Caracas: Thousands of politically divided Venezuelans took to the streets of Caracas to protest the power outages, with the opposition accusing the government for the blackouts and the Chavistas blaming imperialism and opposition leaders.
The demonstrations went off peacefully on Saturday until police dispersed a couple of anti-government demonstrations with tear gas in downtown Caracas, where dozens of citizens were demanding the restoration of the electric service, cut off since Friday in several parts of the country, Efe news reported.
Critics of the Nicolas Maduro government organised dozens of protests after they were called to do so by opposition leader Juan Guaido, acknowledged as interim president of Venezuela by some 60 countries, as a way to denounce the electricity cuts that since March 7 have paralyzed the country for some 10 days.

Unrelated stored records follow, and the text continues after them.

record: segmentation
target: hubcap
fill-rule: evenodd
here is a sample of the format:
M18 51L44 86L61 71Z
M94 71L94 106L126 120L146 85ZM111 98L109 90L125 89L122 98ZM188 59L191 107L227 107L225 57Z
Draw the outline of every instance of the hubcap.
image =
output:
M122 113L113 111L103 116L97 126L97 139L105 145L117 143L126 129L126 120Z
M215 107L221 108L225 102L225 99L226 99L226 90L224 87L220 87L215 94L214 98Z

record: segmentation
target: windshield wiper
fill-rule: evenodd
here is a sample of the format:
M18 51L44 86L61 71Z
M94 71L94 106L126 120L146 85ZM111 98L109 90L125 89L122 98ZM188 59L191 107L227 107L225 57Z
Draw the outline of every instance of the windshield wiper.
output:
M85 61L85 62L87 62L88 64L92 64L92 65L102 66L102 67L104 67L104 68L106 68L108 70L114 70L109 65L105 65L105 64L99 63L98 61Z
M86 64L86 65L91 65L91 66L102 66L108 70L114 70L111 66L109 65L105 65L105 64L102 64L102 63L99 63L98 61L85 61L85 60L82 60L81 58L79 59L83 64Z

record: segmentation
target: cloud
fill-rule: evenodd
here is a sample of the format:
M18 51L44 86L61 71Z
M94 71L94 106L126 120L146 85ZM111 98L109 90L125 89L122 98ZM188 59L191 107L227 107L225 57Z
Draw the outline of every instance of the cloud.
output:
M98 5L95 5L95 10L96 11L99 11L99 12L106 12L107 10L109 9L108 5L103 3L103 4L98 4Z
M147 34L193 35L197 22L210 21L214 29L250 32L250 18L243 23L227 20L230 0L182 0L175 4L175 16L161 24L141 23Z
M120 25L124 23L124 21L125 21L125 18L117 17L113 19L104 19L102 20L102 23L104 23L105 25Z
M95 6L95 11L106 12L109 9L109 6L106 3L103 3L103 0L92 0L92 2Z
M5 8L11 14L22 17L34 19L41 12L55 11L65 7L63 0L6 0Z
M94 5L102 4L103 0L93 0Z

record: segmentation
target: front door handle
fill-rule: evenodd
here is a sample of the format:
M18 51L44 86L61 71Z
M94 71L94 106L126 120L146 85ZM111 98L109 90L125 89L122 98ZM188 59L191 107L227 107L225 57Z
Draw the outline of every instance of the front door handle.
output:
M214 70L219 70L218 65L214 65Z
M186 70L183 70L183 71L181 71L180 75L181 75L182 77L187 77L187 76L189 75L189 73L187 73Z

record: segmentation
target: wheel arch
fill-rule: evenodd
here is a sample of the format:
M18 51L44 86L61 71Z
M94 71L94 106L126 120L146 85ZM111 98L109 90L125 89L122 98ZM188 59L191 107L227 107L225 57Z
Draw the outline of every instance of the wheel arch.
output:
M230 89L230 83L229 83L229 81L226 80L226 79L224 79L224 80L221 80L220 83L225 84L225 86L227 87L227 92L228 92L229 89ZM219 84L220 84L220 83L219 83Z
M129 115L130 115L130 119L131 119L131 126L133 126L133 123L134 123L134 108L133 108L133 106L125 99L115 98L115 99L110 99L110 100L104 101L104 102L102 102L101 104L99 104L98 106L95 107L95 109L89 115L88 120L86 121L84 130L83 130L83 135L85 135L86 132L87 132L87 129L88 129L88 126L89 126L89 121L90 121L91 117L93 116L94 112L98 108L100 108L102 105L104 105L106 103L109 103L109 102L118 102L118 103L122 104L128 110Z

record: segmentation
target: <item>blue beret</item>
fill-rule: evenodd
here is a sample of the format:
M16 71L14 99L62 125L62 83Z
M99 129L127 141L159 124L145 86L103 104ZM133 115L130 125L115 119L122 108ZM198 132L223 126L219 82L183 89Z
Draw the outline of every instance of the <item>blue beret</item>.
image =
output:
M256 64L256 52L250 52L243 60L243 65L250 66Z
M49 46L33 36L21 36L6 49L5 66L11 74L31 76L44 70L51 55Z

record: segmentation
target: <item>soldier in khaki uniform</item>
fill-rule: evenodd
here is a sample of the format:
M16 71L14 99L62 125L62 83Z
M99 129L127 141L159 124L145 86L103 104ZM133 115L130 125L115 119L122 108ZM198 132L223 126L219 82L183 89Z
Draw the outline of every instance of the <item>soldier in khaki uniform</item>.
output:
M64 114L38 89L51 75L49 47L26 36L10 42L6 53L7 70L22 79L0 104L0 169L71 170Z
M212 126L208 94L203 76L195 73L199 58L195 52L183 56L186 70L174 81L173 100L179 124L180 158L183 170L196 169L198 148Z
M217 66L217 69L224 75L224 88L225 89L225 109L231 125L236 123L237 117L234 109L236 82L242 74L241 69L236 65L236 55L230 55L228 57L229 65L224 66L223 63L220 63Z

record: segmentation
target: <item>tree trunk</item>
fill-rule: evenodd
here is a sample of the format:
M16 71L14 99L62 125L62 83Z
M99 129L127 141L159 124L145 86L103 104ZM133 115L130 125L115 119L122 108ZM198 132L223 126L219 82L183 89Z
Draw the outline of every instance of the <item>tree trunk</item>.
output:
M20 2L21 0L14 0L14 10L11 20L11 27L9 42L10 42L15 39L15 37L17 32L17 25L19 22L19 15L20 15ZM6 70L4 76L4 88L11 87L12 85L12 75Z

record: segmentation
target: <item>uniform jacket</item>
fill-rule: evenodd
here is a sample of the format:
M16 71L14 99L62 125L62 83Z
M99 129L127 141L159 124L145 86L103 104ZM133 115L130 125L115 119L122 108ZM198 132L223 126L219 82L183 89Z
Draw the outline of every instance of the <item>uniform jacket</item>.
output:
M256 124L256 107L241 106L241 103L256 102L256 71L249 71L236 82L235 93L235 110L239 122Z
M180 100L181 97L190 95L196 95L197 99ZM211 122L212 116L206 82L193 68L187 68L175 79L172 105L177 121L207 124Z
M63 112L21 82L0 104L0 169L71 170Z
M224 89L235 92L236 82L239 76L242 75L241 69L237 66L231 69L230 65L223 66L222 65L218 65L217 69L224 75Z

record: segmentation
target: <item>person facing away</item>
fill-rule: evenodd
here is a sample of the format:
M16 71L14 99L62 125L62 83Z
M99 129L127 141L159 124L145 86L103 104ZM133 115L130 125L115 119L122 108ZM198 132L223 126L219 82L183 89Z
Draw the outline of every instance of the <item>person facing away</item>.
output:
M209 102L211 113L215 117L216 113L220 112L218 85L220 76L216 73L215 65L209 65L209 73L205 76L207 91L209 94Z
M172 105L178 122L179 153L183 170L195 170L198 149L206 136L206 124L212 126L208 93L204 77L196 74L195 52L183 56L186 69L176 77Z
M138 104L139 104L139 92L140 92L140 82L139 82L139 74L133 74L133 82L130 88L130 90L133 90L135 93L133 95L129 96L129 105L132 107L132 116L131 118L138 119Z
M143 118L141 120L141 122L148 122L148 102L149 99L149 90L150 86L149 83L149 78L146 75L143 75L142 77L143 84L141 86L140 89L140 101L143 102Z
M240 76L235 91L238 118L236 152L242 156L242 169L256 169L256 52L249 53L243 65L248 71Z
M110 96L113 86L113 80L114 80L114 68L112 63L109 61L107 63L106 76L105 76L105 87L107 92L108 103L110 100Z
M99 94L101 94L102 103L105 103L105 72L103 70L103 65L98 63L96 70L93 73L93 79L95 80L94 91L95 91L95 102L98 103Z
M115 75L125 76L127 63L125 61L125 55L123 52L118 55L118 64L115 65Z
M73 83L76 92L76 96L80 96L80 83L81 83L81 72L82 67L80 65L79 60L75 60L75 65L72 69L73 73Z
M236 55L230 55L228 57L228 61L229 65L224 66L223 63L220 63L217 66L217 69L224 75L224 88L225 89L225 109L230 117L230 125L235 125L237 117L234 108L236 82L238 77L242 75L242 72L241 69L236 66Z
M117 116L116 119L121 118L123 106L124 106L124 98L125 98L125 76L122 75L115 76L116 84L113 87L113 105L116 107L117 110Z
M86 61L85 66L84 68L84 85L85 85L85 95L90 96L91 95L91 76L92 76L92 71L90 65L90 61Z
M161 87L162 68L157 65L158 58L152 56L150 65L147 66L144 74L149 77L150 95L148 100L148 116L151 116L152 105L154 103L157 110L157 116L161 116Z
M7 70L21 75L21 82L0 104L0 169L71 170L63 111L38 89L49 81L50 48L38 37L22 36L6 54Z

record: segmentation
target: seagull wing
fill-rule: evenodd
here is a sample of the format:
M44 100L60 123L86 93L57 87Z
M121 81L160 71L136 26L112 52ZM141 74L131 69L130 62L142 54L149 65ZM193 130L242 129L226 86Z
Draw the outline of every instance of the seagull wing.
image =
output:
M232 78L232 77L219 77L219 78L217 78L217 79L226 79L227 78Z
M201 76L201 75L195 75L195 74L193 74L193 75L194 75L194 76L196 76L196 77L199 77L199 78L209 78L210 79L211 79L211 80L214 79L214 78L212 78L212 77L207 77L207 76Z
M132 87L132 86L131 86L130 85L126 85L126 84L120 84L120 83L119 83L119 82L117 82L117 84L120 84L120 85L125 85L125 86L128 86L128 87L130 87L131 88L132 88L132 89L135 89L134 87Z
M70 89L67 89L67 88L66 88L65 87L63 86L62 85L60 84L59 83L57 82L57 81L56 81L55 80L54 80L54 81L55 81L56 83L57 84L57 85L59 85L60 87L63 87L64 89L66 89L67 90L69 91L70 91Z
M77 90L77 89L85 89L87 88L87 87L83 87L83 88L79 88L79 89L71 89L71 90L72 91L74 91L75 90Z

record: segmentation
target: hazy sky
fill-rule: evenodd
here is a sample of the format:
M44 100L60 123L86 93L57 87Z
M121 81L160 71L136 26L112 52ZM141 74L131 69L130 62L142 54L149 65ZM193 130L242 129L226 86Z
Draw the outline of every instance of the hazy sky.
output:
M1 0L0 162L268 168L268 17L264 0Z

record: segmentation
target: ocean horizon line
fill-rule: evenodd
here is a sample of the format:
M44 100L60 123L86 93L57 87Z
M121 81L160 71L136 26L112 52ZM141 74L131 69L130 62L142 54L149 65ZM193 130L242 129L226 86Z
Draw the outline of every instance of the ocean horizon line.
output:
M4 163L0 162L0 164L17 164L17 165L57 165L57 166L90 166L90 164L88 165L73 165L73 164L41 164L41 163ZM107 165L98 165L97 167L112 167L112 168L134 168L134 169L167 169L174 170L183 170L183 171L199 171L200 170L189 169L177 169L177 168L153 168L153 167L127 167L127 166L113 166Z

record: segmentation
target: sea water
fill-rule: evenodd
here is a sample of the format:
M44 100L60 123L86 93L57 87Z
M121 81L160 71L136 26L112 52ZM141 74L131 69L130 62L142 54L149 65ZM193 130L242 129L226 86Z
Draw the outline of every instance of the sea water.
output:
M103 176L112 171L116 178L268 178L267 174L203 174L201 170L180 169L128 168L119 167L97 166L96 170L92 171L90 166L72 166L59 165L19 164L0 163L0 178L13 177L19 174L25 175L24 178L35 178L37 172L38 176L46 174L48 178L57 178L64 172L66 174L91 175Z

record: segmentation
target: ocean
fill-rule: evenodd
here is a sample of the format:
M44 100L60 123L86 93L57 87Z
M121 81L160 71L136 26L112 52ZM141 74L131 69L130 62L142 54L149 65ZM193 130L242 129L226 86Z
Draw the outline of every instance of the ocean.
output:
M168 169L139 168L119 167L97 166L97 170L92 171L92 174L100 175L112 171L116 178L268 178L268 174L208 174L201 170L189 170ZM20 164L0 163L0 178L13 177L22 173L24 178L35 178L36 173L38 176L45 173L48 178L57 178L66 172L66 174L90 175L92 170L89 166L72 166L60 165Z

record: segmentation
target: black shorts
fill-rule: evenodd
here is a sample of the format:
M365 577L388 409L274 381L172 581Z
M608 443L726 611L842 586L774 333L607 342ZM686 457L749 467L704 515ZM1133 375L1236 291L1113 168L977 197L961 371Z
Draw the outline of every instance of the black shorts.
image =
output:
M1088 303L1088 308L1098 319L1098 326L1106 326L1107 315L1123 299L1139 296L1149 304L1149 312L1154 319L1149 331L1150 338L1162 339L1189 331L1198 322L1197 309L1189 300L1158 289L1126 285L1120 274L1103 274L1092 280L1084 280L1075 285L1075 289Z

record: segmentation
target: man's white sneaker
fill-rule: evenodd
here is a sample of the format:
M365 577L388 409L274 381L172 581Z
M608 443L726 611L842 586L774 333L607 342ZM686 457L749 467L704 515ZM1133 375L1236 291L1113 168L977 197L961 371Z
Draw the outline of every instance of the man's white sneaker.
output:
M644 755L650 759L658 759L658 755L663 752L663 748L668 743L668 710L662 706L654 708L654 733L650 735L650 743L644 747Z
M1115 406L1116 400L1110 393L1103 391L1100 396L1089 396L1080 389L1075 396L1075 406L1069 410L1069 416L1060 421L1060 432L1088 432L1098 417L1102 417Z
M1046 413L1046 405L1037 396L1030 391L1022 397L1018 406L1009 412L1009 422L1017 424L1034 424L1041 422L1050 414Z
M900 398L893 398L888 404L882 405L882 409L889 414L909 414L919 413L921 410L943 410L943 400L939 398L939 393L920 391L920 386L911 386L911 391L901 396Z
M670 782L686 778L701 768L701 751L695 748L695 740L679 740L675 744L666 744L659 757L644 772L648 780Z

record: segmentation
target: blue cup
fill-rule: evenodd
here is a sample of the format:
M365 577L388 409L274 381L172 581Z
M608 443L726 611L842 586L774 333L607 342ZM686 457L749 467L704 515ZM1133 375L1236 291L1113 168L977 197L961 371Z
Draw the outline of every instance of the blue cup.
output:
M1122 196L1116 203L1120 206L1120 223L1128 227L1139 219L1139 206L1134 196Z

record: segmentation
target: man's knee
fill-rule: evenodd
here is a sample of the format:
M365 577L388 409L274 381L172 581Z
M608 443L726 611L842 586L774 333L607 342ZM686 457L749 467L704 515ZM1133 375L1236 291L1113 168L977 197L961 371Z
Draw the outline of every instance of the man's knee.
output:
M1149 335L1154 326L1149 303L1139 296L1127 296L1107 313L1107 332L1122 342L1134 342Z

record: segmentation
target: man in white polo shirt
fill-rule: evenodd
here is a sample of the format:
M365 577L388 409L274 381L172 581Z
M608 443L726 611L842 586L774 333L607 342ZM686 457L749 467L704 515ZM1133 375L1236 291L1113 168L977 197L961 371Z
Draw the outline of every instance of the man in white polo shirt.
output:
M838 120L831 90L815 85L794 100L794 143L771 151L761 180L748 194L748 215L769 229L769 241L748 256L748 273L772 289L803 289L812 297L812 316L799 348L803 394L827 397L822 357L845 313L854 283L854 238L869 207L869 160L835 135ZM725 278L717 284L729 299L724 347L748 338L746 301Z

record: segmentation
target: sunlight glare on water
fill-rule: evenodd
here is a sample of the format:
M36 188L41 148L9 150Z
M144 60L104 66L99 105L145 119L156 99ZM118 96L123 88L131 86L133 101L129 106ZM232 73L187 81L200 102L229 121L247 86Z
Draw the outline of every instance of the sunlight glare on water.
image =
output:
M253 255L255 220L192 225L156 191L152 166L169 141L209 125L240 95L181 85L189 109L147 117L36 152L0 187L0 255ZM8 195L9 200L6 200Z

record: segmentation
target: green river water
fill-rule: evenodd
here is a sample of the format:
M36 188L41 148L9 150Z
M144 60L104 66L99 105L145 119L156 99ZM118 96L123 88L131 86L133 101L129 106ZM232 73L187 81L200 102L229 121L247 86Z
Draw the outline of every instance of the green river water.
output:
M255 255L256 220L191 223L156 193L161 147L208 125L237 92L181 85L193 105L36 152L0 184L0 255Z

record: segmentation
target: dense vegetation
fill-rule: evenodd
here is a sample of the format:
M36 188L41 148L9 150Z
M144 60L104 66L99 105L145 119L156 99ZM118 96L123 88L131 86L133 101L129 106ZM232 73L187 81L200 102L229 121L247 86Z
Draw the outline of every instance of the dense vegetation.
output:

Guaido, speaker of the National Assembly legislature, attended three of those activities on the outskirts of Caracas, and took advantage of those gatherings to call on Venezuelans to “organise a disturbance” every time there are cuts in the electric service and the water supply, after a week of constant blackouts nationwide.
“We must organise a disturbance every time we need to demand our rights, enough of this fooling around,” he said.
He also called for people to come together to express their discontent with the Nicolas Maduro government, which he again blamed for the power supply problems and the desperate situation of the country’s entire economy, and said the movement he leads is far from having a power outage.
“Some people go around saying that our movement has already shut down, don’t laugh. The only thing that has shut down is a regime that has left the streets all over the country in darkness,” said the politician, who has promised to work to end what he believes is Maduro’s usurpation of the presidency.
Guaido said that there are “hundreds of places where people are demanding their rights,” nationwide.
“We’re not asking for patience here, just the opposite, we’re asking for organisation and action right now,” he said.
The demonstrations by opposition groups came simultaneously with a Chavista march through the streets of Caracas in which thousands took part.
Maduro’s followers marched from downtown and the west side of the capital wearing the usual red colour of the so-called Bolivarian Revolution in a festive atmosphere that included dancing and the distribution of drinking water in some cases.
The government called for demonstrations to express support for President Maduro and to condemn the sabotage of the electric system that it blames on the opposition and the US government.
Maduro did not attend the principal event that was led by Chavista leaders (supporters of late socialist leader Hugo Chavez) and was closed by the head of the Venezuelan Constituent Assembly, Diosdado Cabello, considered the No 2 of Chavismo, and who boasted that the opposition has been unable to oust the government from power.
“Today more than ever we must be on the alert, today more than ever we must be united as brothers,” Cabello said.
The leader of the United Socialist Party of Venezuela (PSUV) asked the Chavistas to look for those who are “confused.”
“Let’s look for the people who are confused, for those who go around saying that it’s easier to talk with people on the right…and that the best thing would be to hold elections to restore calm. Well, elections were held here on May 20 and Nicolas Maduro won,” he said.
Shortly before saying that, Cabello himself told reporters that “with folks of the opposition there are meetings every day. Of course! Because not all sectors of the opposition are crazy and a lot of them, even in their craziness, are divided from those same groups, and they also say they’d like to talk.”
Cabello also addressed the blackouts and said that those who are behind them are enemies of the people.
“Whoever calls for the people to be killed, whoever calls for people to be massacred, whoever orders electricity cuts…in a time of conflict, that individual is the enemy of the people, and the people know what they have to do,” he said.